Segmentation of the WM-GM Boundary
After performing the preparatory steps for advanced segmentation, the tools available in the WM-GM Border tab of the Advanced Segmentation Tools dialog (see snapshot below) can be used to segment the white / grey matter boundary.
The current VMR file name is shown in the Prepared input file text box. If you would like to process another prepared file, you can use the Browse button on the right side of the text box. The WM output file text box shows the name under which the resulting file of the subsequent WM-GM segmentation steps will be saved to disk. The "_WM" extension indicates that the resulting file will contain an explicit labelling of white matter voxels.
The most important function of this tab is an adaptive region growing step, which uses two sources of information to separate white from grey matter voxels. One source are locally computed intensity histograms (see below) and one source consists in gradient information. The latter information source needs to be calculated before starting the adaptive segmentation process. To compute the gradient information, click the Calculate button in the Calculate or load gradients used for adaptive segmentation field. If you have previously computed these files, you may also reload them by clicking the Load Files button. After calculating the gradients, the dialog will show the names of two files containing relevant information (see snapshot above).

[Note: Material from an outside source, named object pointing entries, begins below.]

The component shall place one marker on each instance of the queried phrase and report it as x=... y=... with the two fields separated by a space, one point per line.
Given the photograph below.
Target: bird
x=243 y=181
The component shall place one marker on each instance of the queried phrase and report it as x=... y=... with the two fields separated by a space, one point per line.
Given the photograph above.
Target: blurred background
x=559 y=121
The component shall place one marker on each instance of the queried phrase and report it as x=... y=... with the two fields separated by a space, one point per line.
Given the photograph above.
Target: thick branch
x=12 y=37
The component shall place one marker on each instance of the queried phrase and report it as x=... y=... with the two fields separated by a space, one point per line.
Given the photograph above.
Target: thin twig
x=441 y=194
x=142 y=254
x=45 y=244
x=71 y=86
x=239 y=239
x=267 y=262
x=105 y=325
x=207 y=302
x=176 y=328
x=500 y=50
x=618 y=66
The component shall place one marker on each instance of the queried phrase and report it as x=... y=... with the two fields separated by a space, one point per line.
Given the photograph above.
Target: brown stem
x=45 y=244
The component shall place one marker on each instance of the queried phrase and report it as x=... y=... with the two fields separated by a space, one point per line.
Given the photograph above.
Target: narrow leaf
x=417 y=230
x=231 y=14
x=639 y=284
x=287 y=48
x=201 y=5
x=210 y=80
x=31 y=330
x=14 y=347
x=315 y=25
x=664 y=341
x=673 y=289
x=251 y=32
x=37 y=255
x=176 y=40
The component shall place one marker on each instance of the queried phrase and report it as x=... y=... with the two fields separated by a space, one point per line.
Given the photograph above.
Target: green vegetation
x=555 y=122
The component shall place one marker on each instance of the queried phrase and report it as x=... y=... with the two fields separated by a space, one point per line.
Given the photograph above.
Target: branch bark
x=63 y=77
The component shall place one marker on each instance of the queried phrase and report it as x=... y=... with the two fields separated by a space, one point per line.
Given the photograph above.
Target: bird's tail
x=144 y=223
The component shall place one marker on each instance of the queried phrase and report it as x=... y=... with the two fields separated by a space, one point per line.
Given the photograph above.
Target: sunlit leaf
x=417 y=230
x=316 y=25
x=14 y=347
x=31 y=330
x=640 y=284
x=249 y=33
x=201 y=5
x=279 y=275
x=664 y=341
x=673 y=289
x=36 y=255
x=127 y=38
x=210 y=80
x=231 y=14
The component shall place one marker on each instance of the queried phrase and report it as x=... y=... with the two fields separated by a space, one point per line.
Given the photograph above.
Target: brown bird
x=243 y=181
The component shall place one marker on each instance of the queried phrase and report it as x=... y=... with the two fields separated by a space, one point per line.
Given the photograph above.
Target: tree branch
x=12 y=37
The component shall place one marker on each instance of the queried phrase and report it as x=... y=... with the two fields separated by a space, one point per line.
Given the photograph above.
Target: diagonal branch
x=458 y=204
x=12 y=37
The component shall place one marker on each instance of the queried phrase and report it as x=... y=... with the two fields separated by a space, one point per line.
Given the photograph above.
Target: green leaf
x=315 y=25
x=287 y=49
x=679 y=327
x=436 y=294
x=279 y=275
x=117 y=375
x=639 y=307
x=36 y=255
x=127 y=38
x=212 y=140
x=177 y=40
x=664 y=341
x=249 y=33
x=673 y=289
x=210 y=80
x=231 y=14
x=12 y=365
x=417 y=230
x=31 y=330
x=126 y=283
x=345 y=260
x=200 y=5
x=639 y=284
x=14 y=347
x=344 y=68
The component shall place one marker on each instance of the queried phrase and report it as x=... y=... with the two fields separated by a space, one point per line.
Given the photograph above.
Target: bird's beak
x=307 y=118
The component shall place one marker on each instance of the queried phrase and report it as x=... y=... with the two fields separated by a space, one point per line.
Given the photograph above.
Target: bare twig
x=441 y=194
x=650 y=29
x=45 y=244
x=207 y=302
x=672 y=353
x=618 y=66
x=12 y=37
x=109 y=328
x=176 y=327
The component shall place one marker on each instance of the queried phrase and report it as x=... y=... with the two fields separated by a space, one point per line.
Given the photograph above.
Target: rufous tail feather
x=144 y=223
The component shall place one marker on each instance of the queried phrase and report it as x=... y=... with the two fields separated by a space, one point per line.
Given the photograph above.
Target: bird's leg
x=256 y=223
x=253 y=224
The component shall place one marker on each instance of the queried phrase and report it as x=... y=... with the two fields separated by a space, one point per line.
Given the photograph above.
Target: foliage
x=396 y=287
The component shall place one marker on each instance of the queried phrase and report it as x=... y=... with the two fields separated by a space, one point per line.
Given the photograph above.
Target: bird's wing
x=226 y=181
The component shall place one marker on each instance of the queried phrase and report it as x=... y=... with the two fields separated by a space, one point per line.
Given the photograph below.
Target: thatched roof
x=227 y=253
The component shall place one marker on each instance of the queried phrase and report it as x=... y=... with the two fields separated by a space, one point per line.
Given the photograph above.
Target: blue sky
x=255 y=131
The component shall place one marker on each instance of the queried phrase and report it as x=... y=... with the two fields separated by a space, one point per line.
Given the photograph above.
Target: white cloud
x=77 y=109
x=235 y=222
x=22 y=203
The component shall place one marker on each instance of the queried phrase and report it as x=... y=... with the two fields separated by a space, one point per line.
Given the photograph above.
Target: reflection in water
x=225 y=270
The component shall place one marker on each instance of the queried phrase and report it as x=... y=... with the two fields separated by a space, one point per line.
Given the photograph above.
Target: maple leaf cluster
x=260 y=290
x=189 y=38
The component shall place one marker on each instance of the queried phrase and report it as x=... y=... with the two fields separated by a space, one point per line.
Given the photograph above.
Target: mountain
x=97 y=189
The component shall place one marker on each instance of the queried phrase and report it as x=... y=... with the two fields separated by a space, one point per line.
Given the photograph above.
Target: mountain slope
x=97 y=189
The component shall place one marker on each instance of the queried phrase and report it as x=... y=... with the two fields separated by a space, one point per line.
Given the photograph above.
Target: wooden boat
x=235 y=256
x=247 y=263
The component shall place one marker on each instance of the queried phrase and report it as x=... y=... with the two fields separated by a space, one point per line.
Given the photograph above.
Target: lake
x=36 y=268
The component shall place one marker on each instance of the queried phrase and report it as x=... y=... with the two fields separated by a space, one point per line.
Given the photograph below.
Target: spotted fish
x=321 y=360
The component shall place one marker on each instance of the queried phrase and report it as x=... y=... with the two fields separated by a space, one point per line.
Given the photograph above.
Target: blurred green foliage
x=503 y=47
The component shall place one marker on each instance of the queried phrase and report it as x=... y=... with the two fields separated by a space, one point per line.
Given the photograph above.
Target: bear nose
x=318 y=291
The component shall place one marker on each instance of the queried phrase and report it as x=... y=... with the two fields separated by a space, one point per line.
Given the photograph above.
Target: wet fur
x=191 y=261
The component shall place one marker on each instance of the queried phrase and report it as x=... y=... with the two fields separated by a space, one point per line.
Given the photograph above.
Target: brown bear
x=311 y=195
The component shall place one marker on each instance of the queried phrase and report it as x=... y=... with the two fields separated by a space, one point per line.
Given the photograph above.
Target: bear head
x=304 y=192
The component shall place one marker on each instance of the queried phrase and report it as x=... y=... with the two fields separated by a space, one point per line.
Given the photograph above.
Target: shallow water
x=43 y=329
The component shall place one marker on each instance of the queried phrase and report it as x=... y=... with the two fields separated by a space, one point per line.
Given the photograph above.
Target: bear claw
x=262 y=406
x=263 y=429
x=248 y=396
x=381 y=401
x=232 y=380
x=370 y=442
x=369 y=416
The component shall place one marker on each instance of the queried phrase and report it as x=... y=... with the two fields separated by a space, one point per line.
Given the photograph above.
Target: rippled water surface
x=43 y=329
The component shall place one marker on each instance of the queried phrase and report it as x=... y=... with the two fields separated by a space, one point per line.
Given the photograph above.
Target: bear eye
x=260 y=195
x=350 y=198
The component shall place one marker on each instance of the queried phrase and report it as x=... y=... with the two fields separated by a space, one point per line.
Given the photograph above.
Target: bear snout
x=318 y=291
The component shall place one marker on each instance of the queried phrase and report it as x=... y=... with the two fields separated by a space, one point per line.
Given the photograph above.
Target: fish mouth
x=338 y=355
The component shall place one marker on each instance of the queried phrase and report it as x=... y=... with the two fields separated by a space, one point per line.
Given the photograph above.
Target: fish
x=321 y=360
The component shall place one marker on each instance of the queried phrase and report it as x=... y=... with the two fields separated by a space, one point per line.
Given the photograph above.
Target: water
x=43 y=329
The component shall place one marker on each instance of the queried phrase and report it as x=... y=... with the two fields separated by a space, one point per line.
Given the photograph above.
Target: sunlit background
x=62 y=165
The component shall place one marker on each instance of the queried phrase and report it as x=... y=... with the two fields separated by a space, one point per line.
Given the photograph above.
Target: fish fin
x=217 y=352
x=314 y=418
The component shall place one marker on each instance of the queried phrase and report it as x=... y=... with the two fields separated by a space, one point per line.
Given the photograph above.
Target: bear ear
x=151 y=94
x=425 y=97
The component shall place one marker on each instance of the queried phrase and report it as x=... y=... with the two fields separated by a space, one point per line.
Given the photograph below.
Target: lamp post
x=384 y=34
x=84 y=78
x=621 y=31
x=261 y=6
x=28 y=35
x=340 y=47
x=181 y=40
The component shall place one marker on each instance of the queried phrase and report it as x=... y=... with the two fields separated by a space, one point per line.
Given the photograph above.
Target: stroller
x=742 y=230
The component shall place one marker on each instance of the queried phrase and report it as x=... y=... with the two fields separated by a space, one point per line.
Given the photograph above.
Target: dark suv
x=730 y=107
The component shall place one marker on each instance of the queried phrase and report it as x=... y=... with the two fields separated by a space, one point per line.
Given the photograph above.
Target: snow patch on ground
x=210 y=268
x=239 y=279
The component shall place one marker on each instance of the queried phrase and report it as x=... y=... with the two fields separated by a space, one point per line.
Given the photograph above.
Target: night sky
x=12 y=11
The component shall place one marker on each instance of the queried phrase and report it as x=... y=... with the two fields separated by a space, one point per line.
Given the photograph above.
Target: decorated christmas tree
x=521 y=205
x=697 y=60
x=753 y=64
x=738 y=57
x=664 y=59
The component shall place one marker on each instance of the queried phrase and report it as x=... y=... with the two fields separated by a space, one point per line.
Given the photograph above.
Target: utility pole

The VMR file shown in the Magnitude file text box contains voxels along boundaries of maximum gradient information. These boundaries typically run along the white / grey matter boundary as well as along the grey matter / CSF boundary. It is kept in memory as a secondary VMR and can be inspected by using the F8 button to toggle between the primary and secondary data set. While the maximum gradient VMR data set helps to identify boundaries, it does not contain directional (gradient) information. The VMR file shown in the Gradients file text box is a VMP file containing three sub volume maps. The three maps contain for each voxel the x, y, and z component of the voxel's gradient vector, which is used to determine which side of the gradient magnitude contour lies inside or outside of white (or grey) matter. The gradient maps constitute the basic data that is also used to calculate magnitude values by computing the length of a voxel's gradient vector as defined by the three voxel component values. Note that the gradients VMP file is usually very large (ca. 350 MB) so that loading and saving that file may last a few seconds.
The main function of this tab, adaptive WM segmentation, is launched by clicking the GO button in the Adaptive WM-GM segmentation field (see right side in snapshot above). The adaptive segmentation procedure starts by globally analyzing the distribution of intensity values to find an initial threshold to segment white and grey matter. The threshold is determined as a value between the global white matter and grey matter peak. The GM-WM global cut point value can be used to shift the threshold more towards the white or the grey matter peak. A value of 0.5 would use the intensity value in the middle of the two peaks. While the default value is normally working fine, it is possible to optimize segmentation results by changing this value. Using a threshold closer to the WM peak is recommended since the segmentation is not only based on this value but also on an analysis of the local histogram information around a voxel. During processing, a plot of the global histogram (averaged from several local histograms) is shown.
The estimated WM and GM peaks may differ across space measured by calculating local intensity histograms in many sub-cubes of the data. The WM-GM threshold for each local histogram can be biased in a similar way as the global value by entering a separate value in the GM-WM local cut point text box. For the example data, this value has been kept at the default (0.5).
After some processing time, the result of the adaptive segmentation is shown. The blue colored voxels show those resulting from the fixed global threshold and the green color shows voxels that have been additionally labelled by the local histogram analysis (see snapshot above, left side). The benefit of adaptive segmentation is the inclusion of thin white matter regions, which are sometimes missed by a global segmentation process.
The estimated white / grey matter border is usually somewhat noisy after the adaptive segmentation step. In order to estimate a more smooth WM / GM contour, the program "polishes" the boundary by calculating a magnitude map based on computed gradient maps. This operates in a similar way as described above, but the border to calculate gradients is not based on the original intensity values but on the binary segmentation result (blue voxels -> foreground, other voxels -> background). The polishing step is started by clicking the Polish button in the Polish WM-GM border field. The snapshot above shows the resulting white matter segmentation (blue color) for one sagittal slice.
In some regions with low contrast the white matter may extent to grey matter up to the CSF boundary. Since BrainVoyager QX 2.8 this is at least partially prevented by limiting the spread of white matter voxels, i.e. they are not allowed to be closer to CSF voxels than 1.5 mm.
After completion of the WM-GM step, the data set is ready for grey matter / CSF segmentation.